The third point is that affidavit obligations matter in their own right. Businesses sometimes focus only on the substantive step, such as transferring a domain or handing over a device, and treat the affidavit as secondary. This judgment shows that failing to file the required affidavit by the deadline can itself support a contempt finding.

The fourth point is that technical objections need precision. If a business says a transfer cannot occur because of a provider rule, lock period or system restriction, it should confirm exactly which rules apply, to which domain space, and to what kind of transfer. A rule about changing registrars is not necessarily a rule about changing registrants. A rule from one domain system may be irrelevant to another.

The fifth point is that digital asset control should be cleaned up before a dispute starts. Businesses should know which entity is the registrant, who controls the registrar account, who can authorise changes, and how access can be recovered if a key employee leaves. Informal arrangements are risky, especially in founder-led, family-run or fast-growing businesses where registrations are often set up quickly and left untouched.

Practical sense check

  • Register domain names in the correct legal entity
  • Keep registrar access and recovery details under business control
  • Record who can authorise transfers or account changes
  • Use formal offboarding when senior staff leave
  • Treat every court deadline and affidavit requirement as substantive
  • Keep evidence of each compliance step taken
  • Verify technical restrictions with the actual provider in writing
  • Raise genuine compliance problems with the Court promptly through proper channels

FAQ for business owners

Does this case mean every failure to meet a court deadline is contempt? Not necessarily. Contempt findings depend on the wording of the order, the evidence, the conduct in question and the applicable legal principles. But this case does show that missed deadlines, especially for affidavits and required steps, can be taken very seriously.

Is a domain name really that important in litigation? Yes. In many businesses, the domain name is tied to the website, email, customer contact points and brand identity. Control of the domain can have immediate commercial consequences.

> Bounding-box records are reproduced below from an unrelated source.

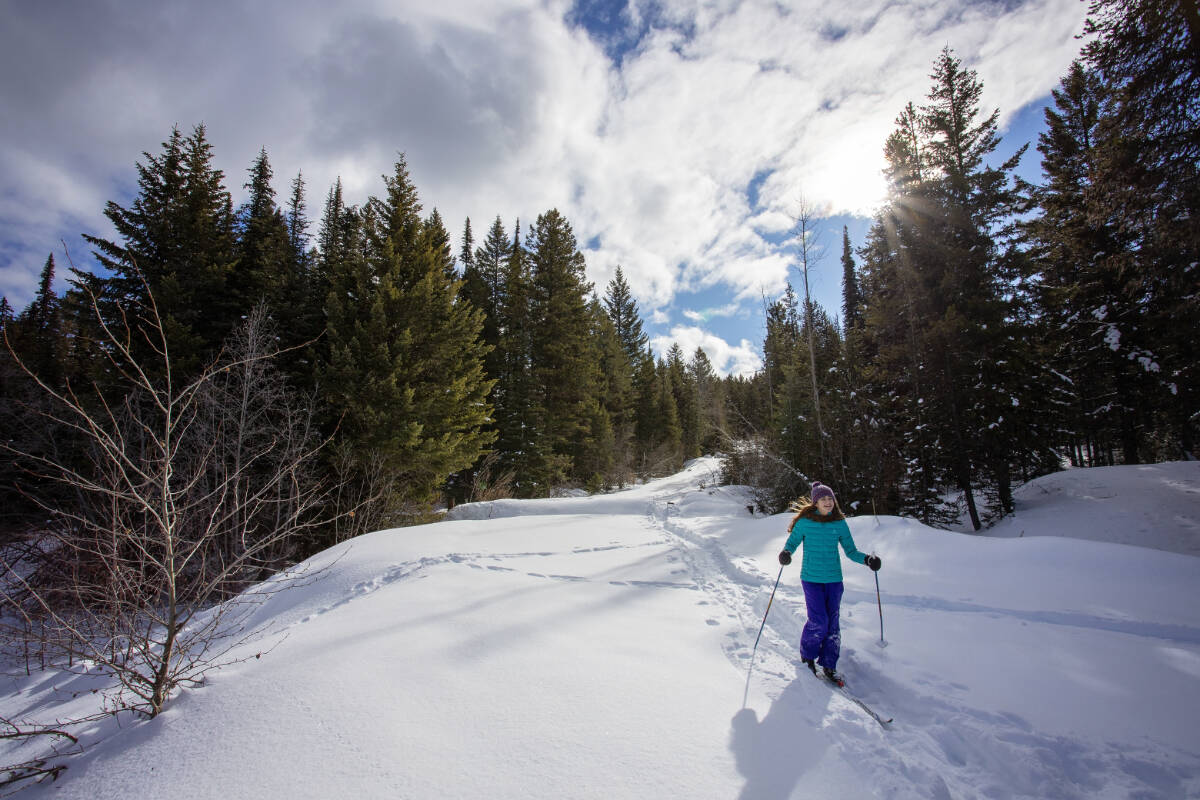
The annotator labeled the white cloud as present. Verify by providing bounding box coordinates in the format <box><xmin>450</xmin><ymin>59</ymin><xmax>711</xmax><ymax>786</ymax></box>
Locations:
<box><xmin>650</xmin><ymin>325</ymin><xmax>762</xmax><ymax>375</ymax></box>
<box><xmin>0</xmin><ymin>0</ymin><xmax>1086</xmax><ymax>323</ymax></box>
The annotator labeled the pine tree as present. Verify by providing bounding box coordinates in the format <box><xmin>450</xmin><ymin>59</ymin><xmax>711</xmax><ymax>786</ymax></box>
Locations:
<box><xmin>841</xmin><ymin>225</ymin><xmax>863</xmax><ymax>336</ymax></box>
<box><xmin>526</xmin><ymin>209</ymin><xmax>600</xmax><ymax>486</ymax></box>
<box><xmin>604</xmin><ymin>266</ymin><xmax>649</xmax><ymax>363</ymax></box>
<box><xmin>1084</xmin><ymin>0</ymin><xmax>1200</xmax><ymax>463</ymax></box>
<box><xmin>458</xmin><ymin>217</ymin><xmax>512</xmax><ymax>403</ymax></box>
<box><xmin>864</xmin><ymin>49</ymin><xmax>1044</xmax><ymax>529</ymax></box>
<box><xmin>588</xmin><ymin>296</ymin><xmax>636</xmax><ymax>486</ymax></box>
<box><xmin>12</xmin><ymin>253</ymin><xmax>66</xmax><ymax>387</ymax></box>
<box><xmin>229</xmin><ymin>148</ymin><xmax>292</xmax><ymax>313</ymax></box>
<box><xmin>323</xmin><ymin>160</ymin><xmax>494</xmax><ymax>501</ymax></box>
<box><xmin>493</xmin><ymin>221</ymin><xmax>546</xmax><ymax>497</ymax></box>
<box><xmin>688</xmin><ymin>348</ymin><xmax>728</xmax><ymax>453</ymax></box>
<box><xmin>1026</xmin><ymin>61</ymin><xmax>1150</xmax><ymax>465</ymax></box>
<box><xmin>81</xmin><ymin>125</ymin><xmax>237</xmax><ymax>374</ymax></box>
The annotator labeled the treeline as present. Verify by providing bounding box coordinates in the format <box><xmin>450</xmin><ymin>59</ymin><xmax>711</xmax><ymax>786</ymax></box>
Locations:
<box><xmin>0</xmin><ymin>133</ymin><xmax>724</xmax><ymax>558</ymax></box>
<box><xmin>731</xmin><ymin>1</ymin><xmax>1200</xmax><ymax>529</ymax></box>
<box><xmin>0</xmin><ymin>0</ymin><xmax>1200</xmax><ymax>555</ymax></box>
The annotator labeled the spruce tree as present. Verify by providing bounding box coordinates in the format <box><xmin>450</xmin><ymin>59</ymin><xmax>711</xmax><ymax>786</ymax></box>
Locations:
<box><xmin>17</xmin><ymin>253</ymin><xmax>66</xmax><ymax>387</ymax></box>
<box><xmin>604</xmin><ymin>266</ymin><xmax>649</xmax><ymax>363</ymax></box>
<box><xmin>1084</xmin><ymin>0</ymin><xmax>1200</xmax><ymax>463</ymax></box>
<box><xmin>324</xmin><ymin>160</ymin><xmax>494</xmax><ymax>501</ymax></box>
<box><xmin>526</xmin><ymin>209</ymin><xmax>600</xmax><ymax>486</ymax></box>
<box><xmin>82</xmin><ymin>125</ymin><xmax>238</xmax><ymax>374</ymax></box>
<box><xmin>229</xmin><ymin>148</ymin><xmax>292</xmax><ymax>313</ymax></box>
<box><xmin>841</xmin><ymin>225</ymin><xmax>863</xmax><ymax>335</ymax></box>
<box><xmin>493</xmin><ymin>221</ymin><xmax>546</xmax><ymax>497</ymax></box>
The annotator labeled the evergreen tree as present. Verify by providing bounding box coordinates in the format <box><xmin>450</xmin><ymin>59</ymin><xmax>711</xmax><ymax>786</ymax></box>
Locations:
<box><xmin>865</xmin><ymin>49</ymin><xmax>1044</xmax><ymax>529</ymax></box>
<box><xmin>1026</xmin><ymin>61</ymin><xmax>1150</xmax><ymax>465</ymax></box>
<box><xmin>526</xmin><ymin>209</ymin><xmax>600</xmax><ymax>486</ymax></box>
<box><xmin>1084</xmin><ymin>0</ymin><xmax>1200</xmax><ymax>463</ymax></box>
<box><xmin>588</xmin><ymin>296</ymin><xmax>636</xmax><ymax>486</ymax></box>
<box><xmin>229</xmin><ymin>148</ymin><xmax>292</xmax><ymax>313</ymax></box>
<box><xmin>17</xmin><ymin>253</ymin><xmax>66</xmax><ymax>387</ymax></box>
<box><xmin>460</xmin><ymin>217</ymin><xmax>512</xmax><ymax>402</ymax></box>
<box><xmin>493</xmin><ymin>221</ymin><xmax>546</xmax><ymax>497</ymax></box>
<box><xmin>667</xmin><ymin>342</ymin><xmax>701</xmax><ymax>461</ymax></box>
<box><xmin>841</xmin><ymin>225</ymin><xmax>863</xmax><ymax>335</ymax></box>
<box><xmin>81</xmin><ymin>125</ymin><xmax>237</xmax><ymax>374</ymax></box>
<box><xmin>604</xmin><ymin>266</ymin><xmax>649</xmax><ymax>363</ymax></box>
<box><xmin>323</xmin><ymin>160</ymin><xmax>493</xmax><ymax>501</ymax></box>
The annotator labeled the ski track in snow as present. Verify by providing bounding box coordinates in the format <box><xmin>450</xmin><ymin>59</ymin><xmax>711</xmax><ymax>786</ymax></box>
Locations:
<box><xmin>7</xmin><ymin>460</ymin><xmax>1200</xmax><ymax>800</ymax></box>
<box><xmin>274</xmin><ymin>474</ymin><xmax>1200</xmax><ymax>800</ymax></box>
<box><xmin>647</xmin><ymin>474</ymin><xmax>1200</xmax><ymax>800</ymax></box>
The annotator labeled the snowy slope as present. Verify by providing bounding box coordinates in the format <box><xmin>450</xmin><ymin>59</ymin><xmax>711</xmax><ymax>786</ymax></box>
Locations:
<box><xmin>0</xmin><ymin>459</ymin><xmax>1200</xmax><ymax>799</ymax></box>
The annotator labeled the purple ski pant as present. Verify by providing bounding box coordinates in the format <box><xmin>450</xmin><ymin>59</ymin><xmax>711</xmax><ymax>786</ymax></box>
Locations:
<box><xmin>800</xmin><ymin>581</ymin><xmax>846</xmax><ymax>669</ymax></box>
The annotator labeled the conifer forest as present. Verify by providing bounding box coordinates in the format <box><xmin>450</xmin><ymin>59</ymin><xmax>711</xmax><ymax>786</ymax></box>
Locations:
<box><xmin>0</xmin><ymin>0</ymin><xmax>1200</xmax><ymax>592</ymax></box>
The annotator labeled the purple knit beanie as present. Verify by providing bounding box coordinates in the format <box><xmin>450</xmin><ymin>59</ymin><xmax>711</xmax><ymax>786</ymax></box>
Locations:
<box><xmin>812</xmin><ymin>481</ymin><xmax>838</xmax><ymax>503</ymax></box>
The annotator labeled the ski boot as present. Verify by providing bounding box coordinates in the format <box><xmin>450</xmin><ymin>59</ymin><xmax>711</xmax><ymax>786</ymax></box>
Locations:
<box><xmin>821</xmin><ymin>667</ymin><xmax>846</xmax><ymax>687</ymax></box>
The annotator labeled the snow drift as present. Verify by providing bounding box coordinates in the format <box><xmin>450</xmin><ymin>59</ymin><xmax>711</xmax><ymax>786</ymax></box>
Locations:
<box><xmin>0</xmin><ymin>459</ymin><xmax>1200</xmax><ymax>799</ymax></box>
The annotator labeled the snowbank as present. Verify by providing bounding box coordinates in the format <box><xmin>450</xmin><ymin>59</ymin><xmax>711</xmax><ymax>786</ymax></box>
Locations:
<box><xmin>0</xmin><ymin>459</ymin><xmax>1200</xmax><ymax>800</ymax></box>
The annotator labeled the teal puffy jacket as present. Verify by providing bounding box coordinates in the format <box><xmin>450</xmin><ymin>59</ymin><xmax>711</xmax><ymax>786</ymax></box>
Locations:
<box><xmin>784</xmin><ymin>517</ymin><xmax>866</xmax><ymax>583</ymax></box>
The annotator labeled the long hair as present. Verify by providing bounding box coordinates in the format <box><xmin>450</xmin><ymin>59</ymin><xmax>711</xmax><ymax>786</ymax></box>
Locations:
<box><xmin>787</xmin><ymin>497</ymin><xmax>846</xmax><ymax>530</ymax></box>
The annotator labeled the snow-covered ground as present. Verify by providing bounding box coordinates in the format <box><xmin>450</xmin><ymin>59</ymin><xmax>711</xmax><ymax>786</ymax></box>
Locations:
<box><xmin>0</xmin><ymin>459</ymin><xmax>1200</xmax><ymax>800</ymax></box>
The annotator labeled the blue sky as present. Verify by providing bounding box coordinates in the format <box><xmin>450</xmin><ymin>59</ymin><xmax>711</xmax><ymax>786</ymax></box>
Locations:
<box><xmin>0</xmin><ymin>0</ymin><xmax>1086</xmax><ymax>373</ymax></box>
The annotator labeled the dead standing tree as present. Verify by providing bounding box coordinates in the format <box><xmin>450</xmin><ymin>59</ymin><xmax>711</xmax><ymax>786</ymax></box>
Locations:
<box><xmin>794</xmin><ymin>197</ymin><xmax>828</xmax><ymax>471</ymax></box>
<box><xmin>0</xmin><ymin>286</ymin><xmax>324</xmax><ymax>716</ymax></box>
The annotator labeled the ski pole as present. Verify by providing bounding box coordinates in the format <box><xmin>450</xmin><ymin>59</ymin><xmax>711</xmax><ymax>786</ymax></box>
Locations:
<box><xmin>750</xmin><ymin>567</ymin><xmax>784</xmax><ymax>669</ymax></box>
<box><xmin>875</xmin><ymin>572</ymin><xmax>888</xmax><ymax>648</ymax></box>
<box><xmin>742</xmin><ymin>566</ymin><xmax>784</xmax><ymax>708</ymax></box>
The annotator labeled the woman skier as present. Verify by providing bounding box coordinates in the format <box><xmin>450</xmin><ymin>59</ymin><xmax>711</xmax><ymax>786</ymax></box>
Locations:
<box><xmin>779</xmin><ymin>481</ymin><xmax>883</xmax><ymax>686</ymax></box>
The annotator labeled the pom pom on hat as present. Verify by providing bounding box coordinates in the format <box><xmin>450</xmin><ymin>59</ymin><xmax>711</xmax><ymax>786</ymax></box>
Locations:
<box><xmin>812</xmin><ymin>481</ymin><xmax>838</xmax><ymax>503</ymax></box>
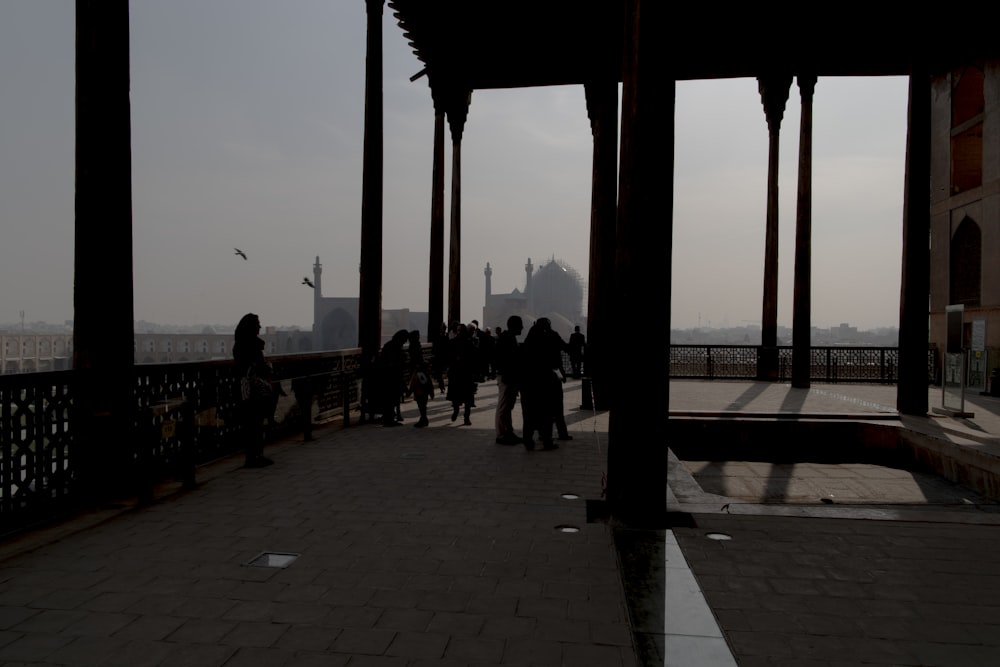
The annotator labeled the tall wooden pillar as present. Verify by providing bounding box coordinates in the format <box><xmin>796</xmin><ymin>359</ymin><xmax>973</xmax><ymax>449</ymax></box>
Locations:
<box><xmin>584</xmin><ymin>79</ymin><xmax>618</xmax><ymax>410</ymax></box>
<box><xmin>448</xmin><ymin>92</ymin><xmax>472</xmax><ymax>326</ymax></box>
<box><xmin>73</xmin><ymin>0</ymin><xmax>136</xmax><ymax>498</ymax></box>
<box><xmin>792</xmin><ymin>75</ymin><xmax>816</xmax><ymax>389</ymax></box>
<box><xmin>607</xmin><ymin>0</ymin><xmax>676</xmax><ymax>527</ymax></box>
<box><xmin>427</xmin><ymin>105</ymin><xmax>444</xmax><ymax>343</ymax></box>
<box><xmin>896</xmin><ymin>67</ymin><xmax>931</xmax><ymax>416</ymax></box>
<box><xmin>358</xmin><ymin>0</ymin><xmax>383</xmax><ymax>364</ymax></box>
<box><xmin>757</xmin><ymin>75</ymin><xmax>792</xmax><ymax>380</ymax></box>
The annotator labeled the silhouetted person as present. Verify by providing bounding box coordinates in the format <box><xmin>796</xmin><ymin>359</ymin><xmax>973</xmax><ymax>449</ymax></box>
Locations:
<box><xmin>447</xmin><ymin>324</ymin><xmax>476</xmax><ymax>426</ymax></box>
<box><xmin>569</xmin><ymin>324</ymin><xmax>587</xmax><ymax>378</ymax></box>
<box><xmin>539</xmin><ymin>317</ymin><xmax>573</xmax><ymax>440</ymax></box>
<box><xmin>520</xmin><ymin>318</ymin><xmax>562</xmax><ymax>451</ymax></box>
<box><xmin>409</xmin><ymin>362</ymin><xmax>434</xmax><ymax>428</ymax></box>
<box><xmin>233</xmin><ymin>313</ymin><xmax>275</xmax><ymax>468</ymax></box>
<box><xmin>377</xmin><ymin>329</ymin><xmax>410</xmax><ymax>426</ymax></box>
<box><xmin>493</xmin><ymin>315</ymin><xmax>524</xmax><ymax>445</ymax></box>
<box><xmin>431</xmin><ymin>322</ymin><xmax>448</xmax><ymax>393</ymax></box>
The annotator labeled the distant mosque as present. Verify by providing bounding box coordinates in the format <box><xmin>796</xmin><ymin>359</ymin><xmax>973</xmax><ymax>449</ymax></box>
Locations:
<box><xmin>303</xmin><ymin>256</ymin><xmax>427</xmax><ymax>351</ymax></box>
<box><xmin>303</xmin><ymin>256</ymin><xmax>587</xmax><ymax>351</ymax></box>
<box><xmin>482</xmin><ymin>257</ymin><xmax>587</xmax><ymax>338</ymax></box>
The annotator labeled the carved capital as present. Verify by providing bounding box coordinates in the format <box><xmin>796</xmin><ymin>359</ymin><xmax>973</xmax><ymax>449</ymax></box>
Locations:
<box><xmin>757</xmin><ymin>74</ymin><xmax>792</xmax><ymax>132</ymax></box>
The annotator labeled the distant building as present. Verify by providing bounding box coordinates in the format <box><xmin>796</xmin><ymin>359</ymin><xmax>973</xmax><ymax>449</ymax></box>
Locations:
<box><xmin>930</xmin><ymin>58</ymin><xmax>1000</xmax><ymax>372</ymax></box>
<box><xmin>0</xmin><ymin>333</ymin><xmax>73</xmax><ymax>375</ymax></box>
<box><xmin>481</xmin><ymin>257</ymin><xmax>587</xmax><ymax>339</ymax></box>
<box><xmin>135</xmin><ymin>327</ymin><xmax>312</xmax><ymax>364</ymax></box>
<box><xmin>312</xmin><ymin>256</ymin><xmax>427</xmax><ymax>351</ymax></box>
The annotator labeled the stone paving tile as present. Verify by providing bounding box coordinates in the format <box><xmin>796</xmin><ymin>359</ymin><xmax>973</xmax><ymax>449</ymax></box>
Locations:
<box><xmin>674</xmin><ymin>514</ymin><xmax>1000</xmax><ymax>665</ymax></box>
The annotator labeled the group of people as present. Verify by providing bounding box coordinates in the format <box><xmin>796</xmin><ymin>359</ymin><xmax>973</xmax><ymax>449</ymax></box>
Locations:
<box><xmin>233</xmin><ymin>313</ymin><xmax>584</xmax><ymax>468</ymax></box>
<box><xmin>495</xmin><ymin>315</ymin><xmax>579</xmax><ymax>450</ymax></box>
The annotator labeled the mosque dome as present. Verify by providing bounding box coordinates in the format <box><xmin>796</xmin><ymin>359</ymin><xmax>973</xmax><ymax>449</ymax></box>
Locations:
<box><xmin>531</xmin><ymin>258</ymin><xmax>583</xmax><ymax>331</ymax></box>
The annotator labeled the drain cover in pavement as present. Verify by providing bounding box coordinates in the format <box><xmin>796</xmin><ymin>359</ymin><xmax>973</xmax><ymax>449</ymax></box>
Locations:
<box><xmin>247</xmin><ymin>551</ymin><xmax>299</xmax><ymax>567</ymax></box>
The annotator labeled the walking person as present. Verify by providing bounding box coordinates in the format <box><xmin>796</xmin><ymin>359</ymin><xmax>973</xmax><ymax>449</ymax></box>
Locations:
<box><xmin>520</xmin><ymin>318</ymin><xmax>562</xmax><ymax>451</ymax></box>
<box><xmin>568</xmin><ymin>324</ymin><xmax>587</xmax><ymax>380</ymax></box>
<box><xmin>233</xmin><ymin>313</ymin><xmax>275</xmax><ymax>468</ymax></box>
<box><xmin>493</xmin><ymin>315</ymin><xmax>524</xmax><ymax>445</ymax></box>
<box><xmin>409</xmin><ymin>362</ymin><xmax>434</xmax><ymax>428</ymax></box>
<box><xmin>539</xmin><ymin>317</ymin><xmax>583</xmax><ymax>440</ymax></box>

What if a provider says a transfer cannot happen? Get that position confirmed clearly and in writing, and make sure it relates to the exact domain system and the exact type of transfer required. If a court order is already in place, legal advice should be sought immediately about how to address the issue before the deadline passes.

What if the person controlling the asset is a former employee or related party? That is exactly the kind of risk this case highlights. Businesses should avoid allowing critical digital assets to remain under personal control without clear company authority and recovery mechanisms.

Dates and status

The judgment is dated 9 October 2025. The key events recorded in the reasons run from October 2024, when Mr Manti’s employment ended, through urgent applications and orders in November and December 2024, the contempt application filed in January 2025, hearings in March 2025, and the later application to re-open that was dismissed before judgment.

The published material supports a public explainer of the contempt findings, the domain-name issue, the affidavit breaches and the penalty imposed on Mr Manti. It does not indicate any unfair contract terms issue. Readers should therefore understand this case primarily as a Federal Court contempt decision arising from a commercial dispute.